Cornell University fosters a broad, thoughtful, and giving community, both on campus and around the world. As co-president of Cornell Alternative Breaks, one of the largest student service programs at Cornell, Jessica Wu embodies Cornell’s commitment to service. Wu, a Cornell senior and biological sciences major from San Jose, California, recently sat down with eCornell’s Jamie Bonan to discuss how the Alternative Breaks program engages in impactful service projects throughout the year.
Cornell Alternative Breaks hosts over a dozen spring break service-learning trips for Cornell students to different agencies across the U.S., all of which address a variety of social justice issues. Throughout the year, students on the trip meet weekly for educational and preparatory meetings.
What follows is an abridged version of their conversation.
Bonan: Hi Jessica! First, how did you get involved in Alternative Breaks?
Wu: I entered the program my sophomore year as a team participant and visited the Goddard Riverside Community Center in New York City. Our student team engages with two of Goddard’s programs: The Other Place, which provides integrated services to adults with histories of mental illness, homelessness, and substance abuse; and Green Keepers, which provides community members with paid on-the-job training and coaching in horticulture and street sanitation. After learning and becoming invested in the social justice issues in this community, I decided to remain with the program as Goddard’s Trip Leader my Junior year.
Bonan: And Alternative Breaks is one of the largest student programs of Cornell’s Public Service Center. Can you give some background to the history of the PSC at Cornell?
Wu: The PSC was founded in 1991 by Cornell’s president at the time, Frank H. T. Rhodes, to institutionalize faculty and student community engagement and outreach. Overall, the PSC’s mission is to champion the conviction that the Cornell University experience confirms service as essential to becoming an active member of society. ‘Service-learning’ is the philosophy that guides the PSC and Alternative Breaks. Service-learning rather than service without learning enhances academic research with practical experiences, strengthens civic values, and responds to community needs. Right now, the PSC has over 30 organizations that are entirely student-led and engages over 6,000 students. We’ve also contributed 27,000 service hours to the community surrounding Cornell’s campus.
Bonan: That’s really incredible. How did Alternative Breaks get its start as a program inside the PSC?
Wu: Our program also started in 1991, after 11 Cornell students returned from a spring break service trip and put their energies into creating a more sustainable program. Our Program Advisor Joyce Muchan joined in 1999, and we’ve since expanded to include trips to 13 different agencies, all of which cover a wide variety of social justice issues.
Bonan: Wow, 13 agencies! What are some of those agencies and communities?

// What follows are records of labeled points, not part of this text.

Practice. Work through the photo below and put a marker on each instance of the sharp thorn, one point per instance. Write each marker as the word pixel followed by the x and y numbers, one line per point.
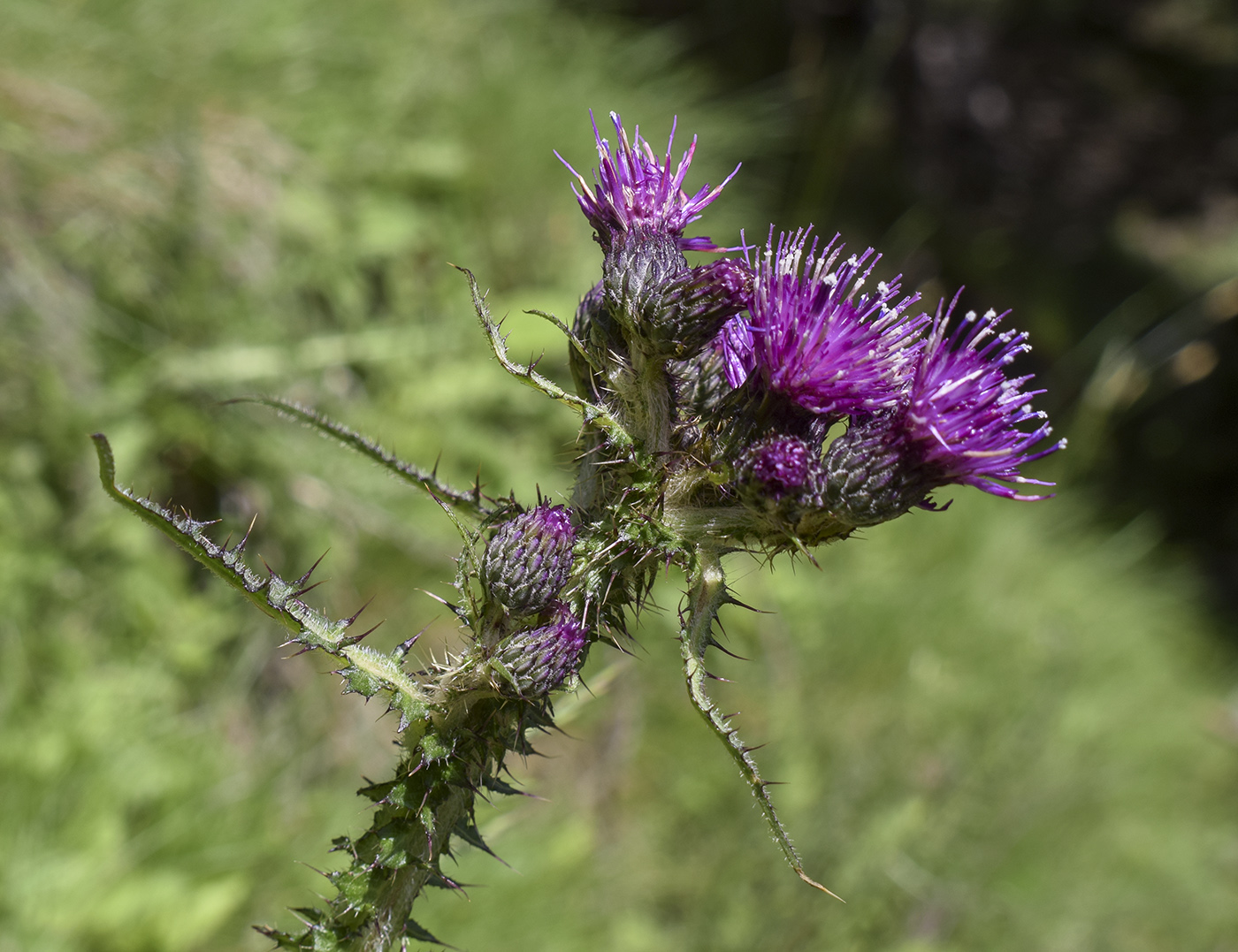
pixel 307 588
pixel 306 575
pixel 356 613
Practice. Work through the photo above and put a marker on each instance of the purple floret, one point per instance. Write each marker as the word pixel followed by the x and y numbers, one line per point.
pixel 637 192
pixel 813 339
pixel 782 466
pixel 963 414
pixel 541 660
pixel 529 559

Wu: Most of our agencies are in New York City, upstate New York, and Florida. It’s really important to our program that we maintain our long-term relationships with the agencies we work with; the opportunities and access that these agencies provide our students is not something we take for granted. Some of our partner agencies, like Girls Educational and Mentoring Services (GEMS) and True Colors Residence, we have worked with for nearly a decade. Other agencies, like Harlem Grown, we are so excited to have recently begun our partnership in the last two years.
Bonan: Your program accepts approximately 100 students each year. What does their involvement look like?
Wu: It’s definitely not just over the week of spring break! Before the trip, students participate in a rigorous 12-week curriculum that provides education on the principles of service-learning, which we use as tools to reflect on our own privileges and bias as we engage with the community and agency. Every student also works on an in-depth analysis of the root causes of social issues that the agency addresses, in order to dig beyond surface-level explanations for systemic inequalities. During the trip itself, participants complete workshops and projects with their agencies and hold nightly team sessions to critically reflect on their experience. After the trip, all students in the program write a reflection paper, present on their experience in a program-wide meeting, and compare their initial root cause analysis to an analysis they work on with agency members.
Bonan: You mentioned workshops and projects that students complete on the trip. What are some of those projects?
Wu: Our student team that visited GEMS in New York City recently completed an impact study looking at the 20-year development of the anti-Commercial Sexual Exploitation of Children (CSEC) movement. Before this impact study, there wasn’t much research done on tracking the CSEC movement across time, so it’s been valuable for the agency, community, and even Cornell students back on campus. Some other students visited Womankind, a safe house in New York City that works with survivors of gender-based violence and trauma, and created a banner with quotes from survivors in their native languages, filmed a welcome video for residents, and hosted arts & crafts workshops and activities. And at Harlem Grown in New York City, students transformed an abandoned urban lot into a sensory garden, supporting the agency’s mission in urban farming, sustainability, and nutrition.
Bonan: Giving Tuesday is just one day. What would you say to someone looking to become involved?
Wu: I’d say service is a life-long effort of continuous education, reflection, and community engagement. It’s never too late to start on the path toward becoming a conscientious member of society.